A forcedly feel-good British rom-com starring the quirkily charming Lake Bell and frenetic Simon Pegg as its screwball couple, Man Up (2015) falls surprisingly flat. Even the strained efforts of its talented lead actors fail to redeem the pitfalls of a woefully cheesy, unoriginal script and a wasted premise of mistaken identity on a first blind date. But if smugly stereotypical characters, cheap fellatio jokes, and Bridget Jonesy New Year’s resolutions – “Put yourself out there, take chances, engage with life, get stronger thighs” – are your thing, you might enjoy this film. With her iconically toothy grin, unlucky-in-love Nancy (Bell) tricks the recently-scorned Jack (Pegg) into thinking he’s met his internet-delivered mate.

The quips and sparring sass fly fast between them over booze, fave lists, and Silence of the Lambs quotes that don’t quite qualify as clever. Bogged down by a clumsy chase scene through Soho and other limp slapstick devices, the plot relies too heavily on coincidence and contrived situations. Also needlessly complicating matters are too many side characters, like Nancy’s older sister, who obsessively calls to pressure her into finding a boyfriend, and a slobbering ex-schoolmate who creepily attempts to blackmail Nancy for sexual favours. Interludes of Nancy monologuing in front of bathroom mirrors about being a loser don’t help. Luckily, her gnawing insecurity is nothing a little make-up and an overtight halter top can’t seem to fix.
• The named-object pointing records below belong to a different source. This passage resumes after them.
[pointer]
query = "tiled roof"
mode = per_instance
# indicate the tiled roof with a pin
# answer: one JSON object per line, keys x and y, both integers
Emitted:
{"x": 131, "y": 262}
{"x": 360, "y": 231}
Perhaps because of Jack’s horrified reaction when she reveals that she’s not the pert package of a 24-year-old triathelete that he expects, Nancy immediately switches from defensive date to overprotective buddy when they run into his ex-wife.

Only too eager to obey his challenge to “Man up,” she impersonates – this time, with Jack’s full approval – an oversexed mistress that he can flaunt in his unfaithful former partner’s face: the threat of gender war is smoothly diverted by vengefully pitting a younger woman against an older woman. Justifying Jack’s manipulative attempt at ‘closure’, Nancy consoles him with pat titbits from New Age self-help books. “Start at the corners,” she says, “and look for the blue bits.” The whole drive of Man Up seems to suggest that being single is nothing less than a travesty. Its choice to start at a Hawaiian luau-themed engagement party and end with a 40th anniversary party for Nancy’s stiflingly cheerful parents heavy-handedly underscores her dependence on marriage and male approval for self- validation. For all its superficial flirt with sexual politics, the film’s traditionally conservative view of a happily coupled-off society inevitably evokes the atmosphere of Jane Austen novels, minus the self-ironic wit. Its not only a straightforwardly nostalgic vindication of bourgeois values and institutions, but a facile wish-fulfilment fantasy for desperate thirtysomethings. Despite a fun 80s dance-off and gratuitous bum-wiggling in a bowling alley, Man Up refuses to take its own humour seriously.